Potential applications of blockchain

This system is now being used thoroughly by some of the most significant cryptocurrencies in the globe. But its likely applications go well beyond imagination, making it part of the future of transactions. Blockchain can be useful for:

  • Online banking, as a mean to do fund transfers transparently.
  • Online shopping with cryptocurrencies.
  • Automobile ownership.
  • Other financial services.
  • The medical industry and health care, as a mean of establishing a database for hospitals, clinics, and insurance companies.
  • Voting, as a mean of putting together a participants database and voting via a smartphone or device.

What are cryptocurrencies and how do they relate to a blockchain?

Cryptocurrencies are digital pay means that are supported, like blockchain, by cryptography, which means that their sharing details and methods are not vulnerable. There are hundreds of cryptocurrencies in the world as of now, as the method and the system grows by the day.

The most famous of the cryptocurrencies out there is Bitcoin, which was created in 2008 as an adventure and is now worth nearly 9 million dollars in assets. There are others, like Namecoin, still working and trying to build value and gain recognition.

A cryptocurrency is a digital pay method, just like a physical currency, with the only difference being its intangibility. In some cases, it is more valuable than some of the most reliable coins we have known for quite some time.

A blockchain is a platform or digital technology that allows the existence of bitcoin and other cryptocurrencies, and Bitcoin is the biggest and most famous cryptocurrency available now.

What are the advantages of using a blockchain?
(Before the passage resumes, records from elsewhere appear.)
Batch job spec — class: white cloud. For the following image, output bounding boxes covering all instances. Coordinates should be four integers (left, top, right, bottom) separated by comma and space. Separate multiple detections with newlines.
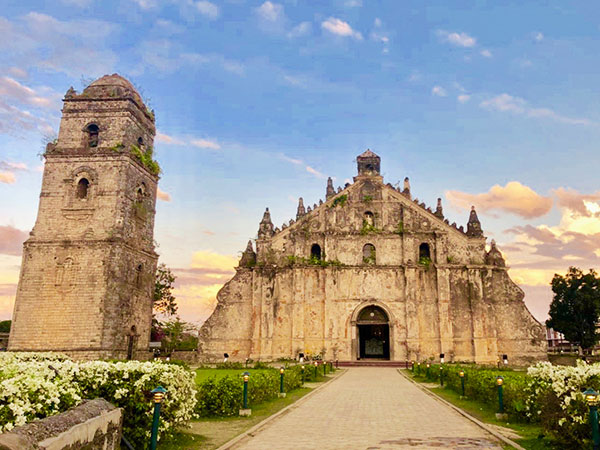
287, 22, 312, 38
195, 0, 219, 20
479, 93, 593, 125
190, 139, 221, 150
437, 30, 477, 47
431, 86, 448, 97
255, 1, 285, 22
132, 0, 157, 10
321, 17, 362, 41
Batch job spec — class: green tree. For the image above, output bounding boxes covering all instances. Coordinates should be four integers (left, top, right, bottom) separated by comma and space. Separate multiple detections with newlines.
154, 263, 177, 316
546, 267, 600, 354
0, 320, 12, 333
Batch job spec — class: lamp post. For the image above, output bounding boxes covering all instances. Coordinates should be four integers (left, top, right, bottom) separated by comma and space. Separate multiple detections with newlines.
279, 367, 285, 397
496, 376, 506, 420
583, 388, 600, 450
150, 386, 167, 450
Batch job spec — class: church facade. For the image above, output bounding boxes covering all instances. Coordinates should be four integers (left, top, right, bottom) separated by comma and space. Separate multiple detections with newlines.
198, 150, 546, 364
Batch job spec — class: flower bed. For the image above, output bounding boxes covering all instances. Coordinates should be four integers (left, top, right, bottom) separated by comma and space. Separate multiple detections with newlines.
0, 352, 196, 447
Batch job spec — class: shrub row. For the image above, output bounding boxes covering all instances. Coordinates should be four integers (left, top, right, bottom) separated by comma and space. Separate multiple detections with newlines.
0, 352, 196, 448
196, 364, 323, 417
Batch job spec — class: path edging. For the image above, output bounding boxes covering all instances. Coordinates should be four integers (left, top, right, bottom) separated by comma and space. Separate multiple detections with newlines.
398, 369, 526, 450
216, 370, 348, 450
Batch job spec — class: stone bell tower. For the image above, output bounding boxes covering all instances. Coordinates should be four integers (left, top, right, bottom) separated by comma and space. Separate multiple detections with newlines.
8, 74, 159, 359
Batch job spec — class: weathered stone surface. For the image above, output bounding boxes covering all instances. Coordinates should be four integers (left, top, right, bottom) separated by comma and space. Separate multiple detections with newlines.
199, 152, 546, 364
8, 75, 158, 359
0, 398, 123, 450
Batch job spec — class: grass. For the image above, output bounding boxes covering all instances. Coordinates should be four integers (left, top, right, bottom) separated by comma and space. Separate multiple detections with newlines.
404, 371, 562, 450
159, 376, 336, 450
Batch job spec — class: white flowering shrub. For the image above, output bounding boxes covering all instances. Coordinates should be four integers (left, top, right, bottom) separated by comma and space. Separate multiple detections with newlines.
0, 352, 196, 448
527, 361, 600, 448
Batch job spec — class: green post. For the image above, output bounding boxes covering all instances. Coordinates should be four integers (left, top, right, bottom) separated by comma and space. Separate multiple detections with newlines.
496, 376, 504, 414
244, 372, 250, 409
583, 388, 600, 450
150, 386, 167, 450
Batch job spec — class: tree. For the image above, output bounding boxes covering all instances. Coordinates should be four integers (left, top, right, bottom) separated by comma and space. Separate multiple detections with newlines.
546, 267, 600, 354
153, 263, 177, 316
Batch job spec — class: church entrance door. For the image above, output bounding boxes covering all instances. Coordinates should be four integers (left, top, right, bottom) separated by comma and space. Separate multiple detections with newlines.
356, 305, 390, 359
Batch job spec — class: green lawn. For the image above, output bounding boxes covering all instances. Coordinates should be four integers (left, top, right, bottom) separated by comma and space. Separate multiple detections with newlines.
196, 369, 274, 384
404, 370, 562, 450
158, 369, 341, 450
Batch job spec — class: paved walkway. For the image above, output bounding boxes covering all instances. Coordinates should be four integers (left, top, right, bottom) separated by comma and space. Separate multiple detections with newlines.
234, 367, 502, 450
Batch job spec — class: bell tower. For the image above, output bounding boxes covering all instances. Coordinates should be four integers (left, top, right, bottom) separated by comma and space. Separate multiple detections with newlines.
8, 74, 159, 359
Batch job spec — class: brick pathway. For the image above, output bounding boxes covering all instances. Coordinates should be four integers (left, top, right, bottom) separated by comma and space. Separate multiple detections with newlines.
233, 367, 502, 450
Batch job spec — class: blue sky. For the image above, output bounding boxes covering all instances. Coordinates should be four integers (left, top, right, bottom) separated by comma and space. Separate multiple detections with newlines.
0, 0, 600, 322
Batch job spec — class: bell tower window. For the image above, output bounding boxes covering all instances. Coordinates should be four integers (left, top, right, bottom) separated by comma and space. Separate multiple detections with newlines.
77, 178, 90, 199
86, 123, 100, 148
310, 244, 321, 260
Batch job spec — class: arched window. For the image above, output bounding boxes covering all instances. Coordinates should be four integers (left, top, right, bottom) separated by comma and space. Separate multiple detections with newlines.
419, 242, 431, 261
77, 178, 90, 199
86, 123, 100, 147
363, 211, 375, 227
310, 244, 321, 259
363, 244, 377, 264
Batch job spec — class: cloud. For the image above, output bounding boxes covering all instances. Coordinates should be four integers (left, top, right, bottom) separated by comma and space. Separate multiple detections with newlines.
255, 1, 285, 22
279, 153, 327, 179
0, 225, 29, 256
321, 17, 362, 41
156, 187, 171, 202
190, 139, 221, 150
0, 12, 120, 78
0, 160, 28, 184
156, 131, 221, 150
431, 86, 448, 97
479, 93, 593, 125
437, 30, 477, 47
445, 181, 552, 219
287, 22, 312, 39
195, 0, 219, 20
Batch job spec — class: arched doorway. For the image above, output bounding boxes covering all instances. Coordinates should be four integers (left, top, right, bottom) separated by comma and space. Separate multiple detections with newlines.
356, 305, 390, 359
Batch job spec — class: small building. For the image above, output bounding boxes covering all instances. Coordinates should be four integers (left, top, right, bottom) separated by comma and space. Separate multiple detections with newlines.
199, 150, 546, 364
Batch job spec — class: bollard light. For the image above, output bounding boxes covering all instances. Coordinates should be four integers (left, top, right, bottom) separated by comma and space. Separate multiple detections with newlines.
496, 376, 504, 414
583, 388, 600, 450
150, 386, 167, 450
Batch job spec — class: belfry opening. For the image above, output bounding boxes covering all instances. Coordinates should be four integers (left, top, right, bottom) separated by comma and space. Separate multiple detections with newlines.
356, 305, 390, 360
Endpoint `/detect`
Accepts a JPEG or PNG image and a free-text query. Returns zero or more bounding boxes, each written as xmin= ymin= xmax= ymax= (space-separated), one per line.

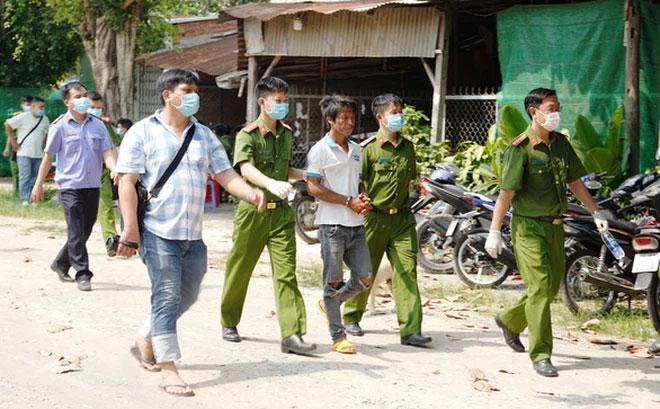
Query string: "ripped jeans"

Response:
xmin=319 ymin=224 xmax=371 ymax=342
xmin=139 ymin=229 xmax=207 ymax=363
Such is the quality of the concept of blockchains that even the most famous banking institutions in the world have begun implementing it as a ledger to every bit of financial information. Many companies and business ventures have done it, too, and the future looks even brighter because the system has many benefits, like:

  • It enhances transaction security, significantly reducing the chances of fraud or any criminal activity.
  • Decentralization: no business, company, sanctioning organism or governmental institution can control blockchain and its results. It has autonomy and has the intention of serving as a registry for all financial activity.
  • It is not modifiable. Once a transaction is complete, it cannot be deleted or even modified: it stays there for life as support for the interaction between the parties.
  • It has several uses: it lets you record all kinds of events, medical records, management activities, transaction processing, identity management, documenting provenance, and many other things.
  • Using blockchain as a ledger can save cost like: operational, payroll, services and infrastructure come to mind.
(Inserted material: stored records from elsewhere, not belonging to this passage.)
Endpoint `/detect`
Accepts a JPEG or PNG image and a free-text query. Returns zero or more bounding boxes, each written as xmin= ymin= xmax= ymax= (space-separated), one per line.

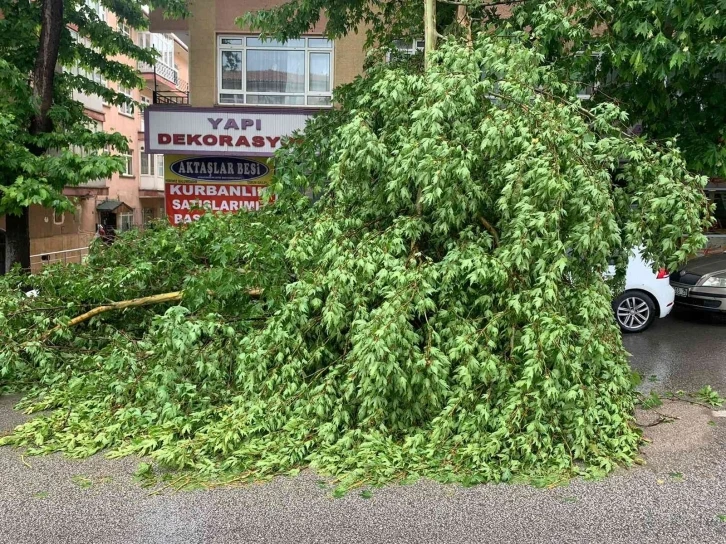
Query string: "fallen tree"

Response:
xmin=0 ymin=37 xmax=707 ymax=486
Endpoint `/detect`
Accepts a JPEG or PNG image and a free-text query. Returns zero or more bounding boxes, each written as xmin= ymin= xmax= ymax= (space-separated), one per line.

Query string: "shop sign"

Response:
xmin=164 ymin=155 xmax=273 ymax=225
xmin=145 ymin=107 xmax=319 ymax=157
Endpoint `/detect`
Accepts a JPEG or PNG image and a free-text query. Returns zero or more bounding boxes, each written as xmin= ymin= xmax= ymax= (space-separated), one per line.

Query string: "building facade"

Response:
xmin=0 ymin=5 xmax=189 ymax=272
xmin=145 ymin=0 xmax=365 ymax=224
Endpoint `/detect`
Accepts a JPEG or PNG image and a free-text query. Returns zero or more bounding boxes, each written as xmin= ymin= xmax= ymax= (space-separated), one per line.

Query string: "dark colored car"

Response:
xmin=671 ymin=253 xmax=726 ymax=312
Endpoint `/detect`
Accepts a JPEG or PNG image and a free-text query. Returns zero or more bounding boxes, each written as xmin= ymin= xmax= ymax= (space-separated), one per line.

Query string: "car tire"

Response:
xmin=613 ymin=291 xmax=656 ymax=333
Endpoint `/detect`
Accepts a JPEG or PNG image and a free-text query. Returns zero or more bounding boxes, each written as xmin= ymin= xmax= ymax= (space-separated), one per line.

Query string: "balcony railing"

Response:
xmin=139 ymin=58 xmax=179 ymax=86
xmin=154 ymin=91 xmax=189 ymax=106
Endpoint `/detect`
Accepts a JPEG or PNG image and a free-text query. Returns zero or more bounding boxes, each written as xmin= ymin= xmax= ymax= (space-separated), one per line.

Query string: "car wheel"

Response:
xmin=613 ymin=291 xmax=655 ymax=333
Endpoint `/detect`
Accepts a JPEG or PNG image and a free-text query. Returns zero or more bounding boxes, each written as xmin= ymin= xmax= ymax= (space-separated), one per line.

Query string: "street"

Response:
xmin=623 ymin=308 xmax=726 ymax=394
xmin=0 ymin=313 xmax=726 ymax=544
Blockchain features and characteristics

The blocks are added through cryptography. But what is this? Encryption is the study of actions made with the intention of establishing secure communication or sharing methods in the presence of third parties, with the latter not knowing the content of the exchange. It is, by definition, enigmatic, secret, coded or “cryptic.”

Cryptography ensures that transactions done in the blockchain remain impossible to delete or modify. The information about the agreement and all of its details are accessible to all parties, but the system does not allow to copy it.

Smart contracts: what are they?

The smart contracts are closely related to the blockchain. The latter is formed by completed and verifies transactions, or the “blocks” of the chain. These blocks are the completed bits of data and information about the finalized interactions.

These finalized interactions or transactions are smart contracts or intelligent contract. Once submitted, it cannot be modified or eliminated, and since there are support and proof in the system, the validity of the deal is legit.

These smart contracts go into cloud storage, which is a technology that allows safeguarding any record or data bit of any transaction in the world that uses the system of the blockchain.

The blockchain network encodes these blocks (data and information about the mentioned interactions and transactions between users) in case you need to validate your identity as proof. It serves as a “digital ID.”